IG (Prisons) A S Cheema said that he was going through their statements in the court and those recorded by the police during investigation. “In case an official has actually resiled from his version to damage the case, appropriate action will be taken,” Cheema said.
In the Burail jailbreak case, Jagtar Singh Tara, Jagtar Singh Hawara and Paramjit Singh Bheora, all accused in the case of assassination of former Punjab chief minister Beant Singh, along with another inmate Devi Singh, had escaped from the jail by digging a tunnel on January 21-22, 2002. The case is being tried in the court of Chief Judicial Magistrate Anubhav Sharma.
Jail Superintendent Amandeep Singh refused to identify in court his signatures on a seizure memo. Amandeep, who was then assistant superintendent of the prison, said in the court that he “did not know who appended fake signatures on the memo’’. Following this, he was declared hostile last year.
Warder Ram Mehar told in his evidence that he did not disclose the noises coming from barrack no. 7 to any of the senior officers of the jail and had only informed the patrolling staff.

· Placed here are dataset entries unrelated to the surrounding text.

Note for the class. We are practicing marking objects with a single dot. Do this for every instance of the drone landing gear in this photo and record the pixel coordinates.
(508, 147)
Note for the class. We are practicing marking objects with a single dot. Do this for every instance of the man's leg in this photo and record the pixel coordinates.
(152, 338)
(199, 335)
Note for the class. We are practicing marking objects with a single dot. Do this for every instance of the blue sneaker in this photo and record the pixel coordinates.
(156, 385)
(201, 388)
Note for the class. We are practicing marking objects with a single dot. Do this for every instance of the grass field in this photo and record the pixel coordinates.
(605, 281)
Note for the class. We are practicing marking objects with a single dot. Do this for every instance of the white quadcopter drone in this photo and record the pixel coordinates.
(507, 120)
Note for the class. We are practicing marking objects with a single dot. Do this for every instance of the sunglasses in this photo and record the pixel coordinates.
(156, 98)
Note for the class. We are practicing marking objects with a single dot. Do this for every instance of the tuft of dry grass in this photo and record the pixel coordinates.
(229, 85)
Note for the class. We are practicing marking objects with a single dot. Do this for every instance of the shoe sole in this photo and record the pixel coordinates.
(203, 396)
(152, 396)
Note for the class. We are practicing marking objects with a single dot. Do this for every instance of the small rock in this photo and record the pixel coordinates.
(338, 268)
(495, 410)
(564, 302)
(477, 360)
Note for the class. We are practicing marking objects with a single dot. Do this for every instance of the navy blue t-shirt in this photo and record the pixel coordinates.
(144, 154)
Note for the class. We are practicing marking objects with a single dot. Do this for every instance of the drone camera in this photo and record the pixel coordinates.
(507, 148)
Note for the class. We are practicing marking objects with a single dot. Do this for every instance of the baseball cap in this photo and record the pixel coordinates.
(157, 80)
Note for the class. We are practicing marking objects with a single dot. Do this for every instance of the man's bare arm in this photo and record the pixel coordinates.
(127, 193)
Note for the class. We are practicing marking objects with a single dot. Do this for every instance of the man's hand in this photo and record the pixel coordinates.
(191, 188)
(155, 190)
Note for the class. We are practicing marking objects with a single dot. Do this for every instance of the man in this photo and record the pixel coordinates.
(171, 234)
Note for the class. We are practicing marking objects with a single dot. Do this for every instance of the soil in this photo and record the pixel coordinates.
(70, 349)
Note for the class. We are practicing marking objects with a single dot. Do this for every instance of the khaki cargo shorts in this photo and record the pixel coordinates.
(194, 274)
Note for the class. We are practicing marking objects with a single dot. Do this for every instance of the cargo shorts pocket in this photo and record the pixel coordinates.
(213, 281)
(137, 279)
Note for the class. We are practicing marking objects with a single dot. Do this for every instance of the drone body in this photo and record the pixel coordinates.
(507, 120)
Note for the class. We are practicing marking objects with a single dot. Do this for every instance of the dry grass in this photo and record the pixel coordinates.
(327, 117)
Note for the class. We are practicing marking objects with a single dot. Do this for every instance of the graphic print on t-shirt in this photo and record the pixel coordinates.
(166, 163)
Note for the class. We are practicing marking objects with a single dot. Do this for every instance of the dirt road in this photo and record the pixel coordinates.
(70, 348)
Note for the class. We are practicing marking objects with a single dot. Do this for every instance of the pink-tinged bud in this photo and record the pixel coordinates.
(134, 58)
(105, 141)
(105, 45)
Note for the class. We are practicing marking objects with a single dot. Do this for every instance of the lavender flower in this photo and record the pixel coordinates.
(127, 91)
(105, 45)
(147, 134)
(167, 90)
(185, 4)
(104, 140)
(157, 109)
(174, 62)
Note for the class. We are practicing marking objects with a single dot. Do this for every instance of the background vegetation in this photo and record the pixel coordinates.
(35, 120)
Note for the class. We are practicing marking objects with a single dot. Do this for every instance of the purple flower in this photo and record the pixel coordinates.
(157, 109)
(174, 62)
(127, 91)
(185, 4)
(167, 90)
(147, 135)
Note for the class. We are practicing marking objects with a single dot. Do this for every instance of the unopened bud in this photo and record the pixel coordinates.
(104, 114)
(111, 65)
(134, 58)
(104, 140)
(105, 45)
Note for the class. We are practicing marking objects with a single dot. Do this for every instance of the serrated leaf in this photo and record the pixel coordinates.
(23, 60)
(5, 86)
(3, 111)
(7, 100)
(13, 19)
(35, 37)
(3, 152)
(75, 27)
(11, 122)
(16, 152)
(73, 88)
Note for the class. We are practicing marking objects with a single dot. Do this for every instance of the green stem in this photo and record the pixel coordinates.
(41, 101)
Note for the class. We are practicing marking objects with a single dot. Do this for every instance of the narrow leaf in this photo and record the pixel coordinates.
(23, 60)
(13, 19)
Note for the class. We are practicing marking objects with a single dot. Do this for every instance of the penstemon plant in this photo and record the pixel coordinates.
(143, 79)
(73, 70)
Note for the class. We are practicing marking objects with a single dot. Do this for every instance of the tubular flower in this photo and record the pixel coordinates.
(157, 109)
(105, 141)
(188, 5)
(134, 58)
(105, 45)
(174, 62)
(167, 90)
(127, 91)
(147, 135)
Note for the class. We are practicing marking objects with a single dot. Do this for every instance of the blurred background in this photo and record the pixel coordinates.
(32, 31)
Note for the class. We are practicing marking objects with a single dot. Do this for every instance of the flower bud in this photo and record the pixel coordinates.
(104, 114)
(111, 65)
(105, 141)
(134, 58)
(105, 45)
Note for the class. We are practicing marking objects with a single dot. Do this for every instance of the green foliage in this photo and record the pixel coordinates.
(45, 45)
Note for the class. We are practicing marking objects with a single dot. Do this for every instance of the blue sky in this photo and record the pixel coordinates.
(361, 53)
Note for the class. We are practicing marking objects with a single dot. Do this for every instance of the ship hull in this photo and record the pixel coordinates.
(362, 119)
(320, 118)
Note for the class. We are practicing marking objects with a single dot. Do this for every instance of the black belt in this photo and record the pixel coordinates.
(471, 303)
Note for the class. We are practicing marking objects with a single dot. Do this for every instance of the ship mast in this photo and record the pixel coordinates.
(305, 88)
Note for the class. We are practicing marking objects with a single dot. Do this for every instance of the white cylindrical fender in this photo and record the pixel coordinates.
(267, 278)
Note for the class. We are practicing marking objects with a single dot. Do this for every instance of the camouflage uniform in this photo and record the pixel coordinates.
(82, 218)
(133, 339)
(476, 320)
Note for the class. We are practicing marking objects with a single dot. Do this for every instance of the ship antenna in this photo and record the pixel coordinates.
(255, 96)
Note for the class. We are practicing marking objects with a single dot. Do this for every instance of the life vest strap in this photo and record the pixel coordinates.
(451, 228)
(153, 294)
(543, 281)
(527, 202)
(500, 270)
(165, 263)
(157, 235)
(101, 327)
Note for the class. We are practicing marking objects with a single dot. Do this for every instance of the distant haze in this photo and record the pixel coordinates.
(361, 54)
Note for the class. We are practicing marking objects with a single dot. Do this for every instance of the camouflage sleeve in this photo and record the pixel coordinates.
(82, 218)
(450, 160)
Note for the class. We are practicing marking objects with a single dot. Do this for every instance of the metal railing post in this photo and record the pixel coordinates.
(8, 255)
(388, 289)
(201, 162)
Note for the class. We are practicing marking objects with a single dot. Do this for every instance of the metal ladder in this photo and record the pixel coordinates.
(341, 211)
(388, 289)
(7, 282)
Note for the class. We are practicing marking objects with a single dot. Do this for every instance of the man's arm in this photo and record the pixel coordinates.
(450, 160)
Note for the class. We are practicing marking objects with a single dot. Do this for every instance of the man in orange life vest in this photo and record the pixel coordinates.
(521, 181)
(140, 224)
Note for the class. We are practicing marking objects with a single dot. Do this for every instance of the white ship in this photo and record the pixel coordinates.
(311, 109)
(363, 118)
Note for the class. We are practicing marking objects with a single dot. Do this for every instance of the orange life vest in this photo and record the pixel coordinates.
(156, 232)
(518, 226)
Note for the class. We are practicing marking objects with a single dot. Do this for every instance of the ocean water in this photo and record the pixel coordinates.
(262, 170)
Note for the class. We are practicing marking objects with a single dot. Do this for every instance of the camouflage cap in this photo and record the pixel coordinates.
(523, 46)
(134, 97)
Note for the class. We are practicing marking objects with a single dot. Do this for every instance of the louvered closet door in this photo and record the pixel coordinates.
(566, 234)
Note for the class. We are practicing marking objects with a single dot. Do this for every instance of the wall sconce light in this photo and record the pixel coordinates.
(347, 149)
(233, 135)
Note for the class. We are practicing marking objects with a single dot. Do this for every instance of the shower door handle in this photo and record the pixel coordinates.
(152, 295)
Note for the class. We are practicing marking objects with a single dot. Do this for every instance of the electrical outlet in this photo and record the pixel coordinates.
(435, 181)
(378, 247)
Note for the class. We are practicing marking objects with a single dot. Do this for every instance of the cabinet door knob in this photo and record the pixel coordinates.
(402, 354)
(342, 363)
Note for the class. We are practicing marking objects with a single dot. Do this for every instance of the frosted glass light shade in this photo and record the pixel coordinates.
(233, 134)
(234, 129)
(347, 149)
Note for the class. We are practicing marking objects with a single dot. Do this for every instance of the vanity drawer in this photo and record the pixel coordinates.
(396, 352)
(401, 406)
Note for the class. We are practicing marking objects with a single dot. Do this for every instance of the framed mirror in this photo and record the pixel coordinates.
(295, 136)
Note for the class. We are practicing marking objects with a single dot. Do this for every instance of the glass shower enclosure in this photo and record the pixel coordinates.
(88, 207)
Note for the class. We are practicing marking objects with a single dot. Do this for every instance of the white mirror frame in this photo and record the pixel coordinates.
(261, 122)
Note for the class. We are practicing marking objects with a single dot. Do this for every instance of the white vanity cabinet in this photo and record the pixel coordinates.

This was at variance with his statement to the police.
However, during cross-examination, he said he had informed assistant superintendent P S Rana, superintendent D S Rana, deputy superintendent D S Sandhu, warder Nishan Singh and chakkar hawaldar Inder Singh about the noises but he was asked to “keep doing his duty as the matter was already in their notice”.
Another warder, Jagtar Singh who was later promoted as a head constable, had stated in his examination in chief that he had informed about the noises from barrack no. 7 to Nishan Singh, while in his statement to the police he had stated that he had also informed senior officers. After this, he was declared hostile. However, in his cross-examination, Jagtar Singh said he had informed senior officers too.
Explaining the change in the stance of the officials, district attorney Rajinder Singh said, “These witnesses were declared hostile to help the prosecution. These officials were not able to remember properly the facts they had mentioned in their statements to the police. So to aid them in remembering, the judicial process involved declaring them hostile so that the prosecution can be helped.”
Public Prosecutor J P Singh said, “These witnesses were examined after a gap of almost a decade. They were declared hostile so that they could be shown the statements they gave to the police at the time of the investigation. If their hostility affects the case at the time of the result, then an action is made out against them.”
The two claimed that these witnesses, in their cross-examination, had admitted to all facts which helped the prosecution. J P Singh said that at the time when they deposed in the court, the warders were under “pressure”.